BigHorn Mountains Cloud Cover
BigHorn Mountains Cloud Cover

From My viewpoint at 130 miles out. This area of the sky is the size of your thumb at an arms length on the horizon. The BigHorn Mountains Cloud Cover that night was climbing up the back of the peaks. It was to cover the highest ones within a few minutes of this image collection. I had a visual window to the peaks that lasted at most a few minutes. The sun was still over head and this was very bright and hard to see. The lighting was high overhead and slightly oblique to the images. It’s a tough photographic environment lol.

Getting to see weather move over these 13,000 feet high ridges is a rare treat from this far away.

These huge blocks of the earths crust uplifted during a major tectonic compression episode called the Laramide Orogeny. Cloud peak is 13,175 feet and is visible in this image. The same compressional forces that uplifted the peaks, also downwarped the adjacent basin to the east. This Basin called the Powder River Basin. This basin the major source of coal in the US. The burning of this coal generates 30 percent of the electricity generated in the United States.
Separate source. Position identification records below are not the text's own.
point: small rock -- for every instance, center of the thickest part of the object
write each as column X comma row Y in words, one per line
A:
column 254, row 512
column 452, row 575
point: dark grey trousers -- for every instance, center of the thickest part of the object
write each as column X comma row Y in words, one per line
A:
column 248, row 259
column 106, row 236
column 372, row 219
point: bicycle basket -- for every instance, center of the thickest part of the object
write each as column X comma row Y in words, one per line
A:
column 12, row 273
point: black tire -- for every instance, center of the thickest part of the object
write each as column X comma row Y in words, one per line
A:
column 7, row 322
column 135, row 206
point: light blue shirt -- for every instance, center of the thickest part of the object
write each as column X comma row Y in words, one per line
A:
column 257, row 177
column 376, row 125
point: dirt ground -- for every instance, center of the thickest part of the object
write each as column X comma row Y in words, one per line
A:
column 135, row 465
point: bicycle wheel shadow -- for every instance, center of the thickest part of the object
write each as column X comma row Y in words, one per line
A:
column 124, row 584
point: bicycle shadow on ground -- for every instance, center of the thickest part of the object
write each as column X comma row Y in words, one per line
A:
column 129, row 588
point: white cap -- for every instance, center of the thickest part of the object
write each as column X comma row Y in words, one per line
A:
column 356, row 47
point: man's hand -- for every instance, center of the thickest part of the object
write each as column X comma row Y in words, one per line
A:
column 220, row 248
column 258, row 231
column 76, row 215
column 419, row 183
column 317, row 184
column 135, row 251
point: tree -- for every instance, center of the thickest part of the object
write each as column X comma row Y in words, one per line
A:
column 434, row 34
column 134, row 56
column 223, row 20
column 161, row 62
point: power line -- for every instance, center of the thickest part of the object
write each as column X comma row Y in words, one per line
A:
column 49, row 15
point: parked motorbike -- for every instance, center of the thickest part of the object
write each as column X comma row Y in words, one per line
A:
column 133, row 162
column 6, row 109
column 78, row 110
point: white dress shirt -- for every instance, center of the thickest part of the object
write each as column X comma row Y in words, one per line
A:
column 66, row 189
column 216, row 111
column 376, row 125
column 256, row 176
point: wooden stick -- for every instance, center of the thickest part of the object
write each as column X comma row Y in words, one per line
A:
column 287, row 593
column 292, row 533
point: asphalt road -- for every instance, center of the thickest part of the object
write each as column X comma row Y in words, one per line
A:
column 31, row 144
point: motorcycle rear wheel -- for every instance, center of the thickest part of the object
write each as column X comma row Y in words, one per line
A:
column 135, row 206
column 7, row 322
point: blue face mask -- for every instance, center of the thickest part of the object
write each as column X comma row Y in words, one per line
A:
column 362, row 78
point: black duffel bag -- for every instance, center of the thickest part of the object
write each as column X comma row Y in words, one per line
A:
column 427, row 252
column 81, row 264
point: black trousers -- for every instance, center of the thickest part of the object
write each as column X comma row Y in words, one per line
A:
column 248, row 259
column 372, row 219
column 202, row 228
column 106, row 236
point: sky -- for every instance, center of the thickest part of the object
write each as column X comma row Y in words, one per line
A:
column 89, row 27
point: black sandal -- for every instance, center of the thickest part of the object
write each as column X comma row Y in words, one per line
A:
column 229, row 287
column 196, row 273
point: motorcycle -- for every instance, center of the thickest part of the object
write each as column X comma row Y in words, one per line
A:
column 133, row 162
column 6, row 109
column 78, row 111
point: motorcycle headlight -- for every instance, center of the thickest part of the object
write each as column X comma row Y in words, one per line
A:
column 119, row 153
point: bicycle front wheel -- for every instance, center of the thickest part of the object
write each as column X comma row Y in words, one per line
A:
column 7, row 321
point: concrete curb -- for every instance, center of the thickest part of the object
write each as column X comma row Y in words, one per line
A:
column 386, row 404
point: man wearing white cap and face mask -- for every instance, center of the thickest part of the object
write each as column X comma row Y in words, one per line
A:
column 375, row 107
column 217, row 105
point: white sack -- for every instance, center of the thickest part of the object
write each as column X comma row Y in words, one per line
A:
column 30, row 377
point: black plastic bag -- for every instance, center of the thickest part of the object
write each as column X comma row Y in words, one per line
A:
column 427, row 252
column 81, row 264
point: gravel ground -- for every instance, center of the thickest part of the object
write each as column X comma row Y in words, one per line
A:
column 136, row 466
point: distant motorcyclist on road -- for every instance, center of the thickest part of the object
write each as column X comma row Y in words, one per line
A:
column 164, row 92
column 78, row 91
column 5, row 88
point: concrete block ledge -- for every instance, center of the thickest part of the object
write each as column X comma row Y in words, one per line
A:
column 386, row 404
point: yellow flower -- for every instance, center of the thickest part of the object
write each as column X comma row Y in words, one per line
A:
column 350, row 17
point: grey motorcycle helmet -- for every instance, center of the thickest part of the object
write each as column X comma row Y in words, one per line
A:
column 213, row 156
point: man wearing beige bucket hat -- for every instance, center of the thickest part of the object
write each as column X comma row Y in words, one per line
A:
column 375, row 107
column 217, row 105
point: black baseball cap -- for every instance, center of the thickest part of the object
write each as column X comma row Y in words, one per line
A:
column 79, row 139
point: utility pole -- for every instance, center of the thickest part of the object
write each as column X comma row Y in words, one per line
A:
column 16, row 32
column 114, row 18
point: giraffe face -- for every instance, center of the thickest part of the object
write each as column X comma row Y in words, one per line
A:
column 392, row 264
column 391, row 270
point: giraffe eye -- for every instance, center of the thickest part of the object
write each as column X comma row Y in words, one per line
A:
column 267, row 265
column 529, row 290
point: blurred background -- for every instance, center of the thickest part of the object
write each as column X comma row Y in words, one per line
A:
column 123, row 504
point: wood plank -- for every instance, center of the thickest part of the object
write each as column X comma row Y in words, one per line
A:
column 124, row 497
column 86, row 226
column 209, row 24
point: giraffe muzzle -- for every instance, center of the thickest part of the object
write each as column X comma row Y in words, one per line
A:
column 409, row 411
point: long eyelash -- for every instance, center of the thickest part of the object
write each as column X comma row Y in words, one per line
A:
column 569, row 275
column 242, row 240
My ranch coincidentally sits directly on the western most edge of the Wyoming Black Hills. It is actually JUST east of the edge of the Powder River Basin. If I drive 2 miles west, I start to see alluvial fan sediment. These sediment fans stretch all the way from the Big Horns. Dissected into ridges by huge rivers washing off the peaks during glaciation. . These alluvial deposits are far reaching, called the “Tullock/Fort Union” formation. Major Mountain sized Anticlines and Synclines resulted from the continental wide compression.. Huge were the forces bending even the underlying crystalline Pre-Cambrian rocks. The rocks to clay washing off of those peaks filled the basin and washed just about to my front door.

Location: Bliss Dinosaur Ranch, Wyoming/Montana borderlands.